This thesis investigates the development and application of advanced polymer-based drug delivery systems, focusing on enhancing therapeutic outcomes for conditions such as diabetes, cancer, sleep disorders, and bacterial infections.

The research explores the use of poly(2- hydroxyethyl methacrylate) (pHEMA) hydrogel microneedles for the transdermal delivery of metformin, demonstrating how tuning the composition of these microneedles can optimize
drug release profiles and penetration capabilities. Additionally, the potential of pHEMA microneedles for delivering bioactives, such as estradiol, melatonin, and meropenem, is evaluated, revealing their versatility in treating a range of medical conditions through minimally invasive methods.

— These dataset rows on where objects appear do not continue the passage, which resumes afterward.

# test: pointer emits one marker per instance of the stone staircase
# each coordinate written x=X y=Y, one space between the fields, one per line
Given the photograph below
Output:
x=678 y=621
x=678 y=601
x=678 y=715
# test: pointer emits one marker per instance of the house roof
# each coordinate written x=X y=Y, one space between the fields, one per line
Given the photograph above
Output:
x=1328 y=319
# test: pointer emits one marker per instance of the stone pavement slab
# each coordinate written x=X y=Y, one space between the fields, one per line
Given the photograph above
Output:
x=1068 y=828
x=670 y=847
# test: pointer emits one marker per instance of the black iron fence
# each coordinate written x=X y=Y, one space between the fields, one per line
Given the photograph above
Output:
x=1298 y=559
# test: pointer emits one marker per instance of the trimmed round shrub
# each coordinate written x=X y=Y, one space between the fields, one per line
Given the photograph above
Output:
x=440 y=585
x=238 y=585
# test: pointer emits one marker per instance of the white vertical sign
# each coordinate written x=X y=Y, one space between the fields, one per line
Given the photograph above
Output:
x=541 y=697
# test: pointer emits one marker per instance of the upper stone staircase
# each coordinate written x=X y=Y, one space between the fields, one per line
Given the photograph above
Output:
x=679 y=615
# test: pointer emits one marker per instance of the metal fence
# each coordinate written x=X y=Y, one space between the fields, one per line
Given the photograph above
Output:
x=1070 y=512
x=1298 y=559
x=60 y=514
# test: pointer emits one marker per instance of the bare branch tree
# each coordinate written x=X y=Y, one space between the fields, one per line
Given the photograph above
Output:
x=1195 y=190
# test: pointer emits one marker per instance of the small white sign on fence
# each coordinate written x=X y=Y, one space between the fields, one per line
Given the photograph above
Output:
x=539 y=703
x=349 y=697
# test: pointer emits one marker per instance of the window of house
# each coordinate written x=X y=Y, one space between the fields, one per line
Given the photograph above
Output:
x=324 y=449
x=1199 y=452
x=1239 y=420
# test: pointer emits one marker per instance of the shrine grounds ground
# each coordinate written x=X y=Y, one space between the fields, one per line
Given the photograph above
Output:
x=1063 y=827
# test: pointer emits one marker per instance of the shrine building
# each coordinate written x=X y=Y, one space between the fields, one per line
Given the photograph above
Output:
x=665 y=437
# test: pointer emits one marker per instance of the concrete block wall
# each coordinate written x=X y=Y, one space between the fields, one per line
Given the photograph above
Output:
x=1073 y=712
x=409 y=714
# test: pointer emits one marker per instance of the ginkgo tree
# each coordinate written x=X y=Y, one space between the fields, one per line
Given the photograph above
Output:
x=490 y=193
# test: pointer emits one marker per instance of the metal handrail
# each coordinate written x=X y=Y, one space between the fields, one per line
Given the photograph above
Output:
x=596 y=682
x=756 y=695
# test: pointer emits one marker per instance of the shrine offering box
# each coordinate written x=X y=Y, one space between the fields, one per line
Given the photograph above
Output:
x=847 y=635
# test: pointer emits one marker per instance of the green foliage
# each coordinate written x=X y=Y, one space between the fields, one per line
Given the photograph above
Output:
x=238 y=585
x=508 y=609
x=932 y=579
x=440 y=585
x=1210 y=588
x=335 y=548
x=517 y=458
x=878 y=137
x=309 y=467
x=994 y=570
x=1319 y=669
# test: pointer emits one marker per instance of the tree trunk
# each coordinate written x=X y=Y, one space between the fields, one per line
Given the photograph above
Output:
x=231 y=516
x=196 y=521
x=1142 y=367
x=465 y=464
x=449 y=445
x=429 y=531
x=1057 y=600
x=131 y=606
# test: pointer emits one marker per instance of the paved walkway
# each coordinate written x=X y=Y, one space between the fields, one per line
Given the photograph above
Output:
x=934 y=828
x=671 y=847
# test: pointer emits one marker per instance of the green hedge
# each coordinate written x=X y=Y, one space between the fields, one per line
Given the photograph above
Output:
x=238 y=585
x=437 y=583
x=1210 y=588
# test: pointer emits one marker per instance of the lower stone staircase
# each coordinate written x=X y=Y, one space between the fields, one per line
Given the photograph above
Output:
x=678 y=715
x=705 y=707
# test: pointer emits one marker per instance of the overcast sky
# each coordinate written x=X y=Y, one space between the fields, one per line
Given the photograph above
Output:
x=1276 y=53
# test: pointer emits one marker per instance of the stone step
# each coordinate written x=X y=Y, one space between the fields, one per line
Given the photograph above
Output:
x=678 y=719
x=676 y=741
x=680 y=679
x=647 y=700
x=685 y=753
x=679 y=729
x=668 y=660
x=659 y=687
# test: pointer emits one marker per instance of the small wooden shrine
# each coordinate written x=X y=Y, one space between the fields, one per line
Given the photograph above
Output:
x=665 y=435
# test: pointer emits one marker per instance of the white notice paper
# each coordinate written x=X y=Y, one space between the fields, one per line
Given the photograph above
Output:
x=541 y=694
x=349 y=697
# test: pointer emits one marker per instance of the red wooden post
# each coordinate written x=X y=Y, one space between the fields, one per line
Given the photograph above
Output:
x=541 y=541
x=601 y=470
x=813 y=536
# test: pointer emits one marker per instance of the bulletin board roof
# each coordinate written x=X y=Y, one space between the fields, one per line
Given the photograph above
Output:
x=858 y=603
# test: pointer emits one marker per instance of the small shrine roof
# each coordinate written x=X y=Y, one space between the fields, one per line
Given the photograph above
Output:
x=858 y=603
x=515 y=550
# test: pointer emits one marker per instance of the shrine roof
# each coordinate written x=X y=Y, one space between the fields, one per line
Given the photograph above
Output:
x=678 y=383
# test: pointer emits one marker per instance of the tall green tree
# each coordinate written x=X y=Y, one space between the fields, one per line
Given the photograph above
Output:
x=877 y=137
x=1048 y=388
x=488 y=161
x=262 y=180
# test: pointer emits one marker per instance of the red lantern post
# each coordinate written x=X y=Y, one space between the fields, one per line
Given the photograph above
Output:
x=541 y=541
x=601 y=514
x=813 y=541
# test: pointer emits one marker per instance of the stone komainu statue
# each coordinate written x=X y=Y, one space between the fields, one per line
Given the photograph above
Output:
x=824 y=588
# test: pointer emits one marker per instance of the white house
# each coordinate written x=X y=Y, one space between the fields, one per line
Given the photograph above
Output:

Further investigations focus on the development of stimuli-responsive systems, particularly using polypyrrole-based interpenetrating polymer networks (IPNs) for controlled release of melatonin. These films, engineered with biopolymers such as sodium hyaluronate and pectin, provide tailored drug release profiles and offer significant promise for treating sleep disorders. The thesis also introduces a smart dual-mode device for melatonin delivery, combining light-
dependent resistance (LDR) and circadian rhythm (CR) systems to synchronize drug release with the body's natural sleep-wake cycles. This device represents a step toward personalized medicine, ensuring more precise and adaptive therapeutic solutions.

In conclusion, the work presented in this thesis provides innovative polymer-based platforms for transdermal and controlled drug delivery, demonstrating their potential to revolutionize treatment methods for a variety of medical conditions through personalized, minimally invasive systems.